Beth Caldwell, San Diego, CA, and Joel Medina and Erin Siegal, Tijuana, Mexico
The team of Caldwell, Medina, and Siegal will produce a series of written and multimedia stories about the impact that mandatory, permanent deportations have on individuals, families, and communities.

Monique Morris, Oakland, CA
African American Policy Forum
Morris will research how education-related policies and practices lead to the overrepresentation of black girls in the juvenile justice system.

Ana Muniz, Los Angeles, CA
Youth Justice Coalition
Working with a broad-based coalition in Los Angeles, scholar and activist Muniz will challenge the continued and growing use of gang injunctions.
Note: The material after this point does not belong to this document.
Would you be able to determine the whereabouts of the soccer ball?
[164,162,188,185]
Individuals typically targeted by these policies are overwhelmingly black or Latino youth, raising serious concerns of racial profiling and criminalizing young people.

Rebecca Richman Cohen, Cambridge, MA
By examining the ongoing debate in Montana around medical marijuana, documentary filmmaker Richman Cohen's Code of the West aims to ignite public discussion about how states can shift the country away from the failed War on Drugs.

James Ridgeway, Washington, DC and Jean Casella, Brooklyn, NY
Journalists Ridgeway and Casella will document and report on the use and abuse of solitary confinement in U.S. prisons, jails, and youth facilities, increasing public awareness of this pervasive but hidden practice.

Lisa Riordan Seville and Hannah Rappleye, Brooklyn, NY
Journalists Riordan Seville and Rappleye will examine the nation's evolving probation systems, including the rising demand for supervision and efforts to cut criminal justice costs in local jurisdictions.

Raphael Sperry, San Francisco, CA
UC Berkeley IURD & Warren Institute
Architect and activist Sperry will engage professionals in the architecture and planning fields on the issue of mass incarceration, advocating for new priorities in public investment rather than increased prison and jail construction.

Dana Wolfe, New York, NY
New York Civil Liberties Union
Through public education and advocacy, Wolfe will work to promote a reasonable and informed dialogue about sex offender management and sexual assault prevention in the state of New York.

Azadeh Zohrabi, San Francisco, CA
Legal Services for Prisoners with Children
Zohrabi will work to move California away from the use of long-term solitary confinement in state prisons through impact litigation, strategic communications, and public education.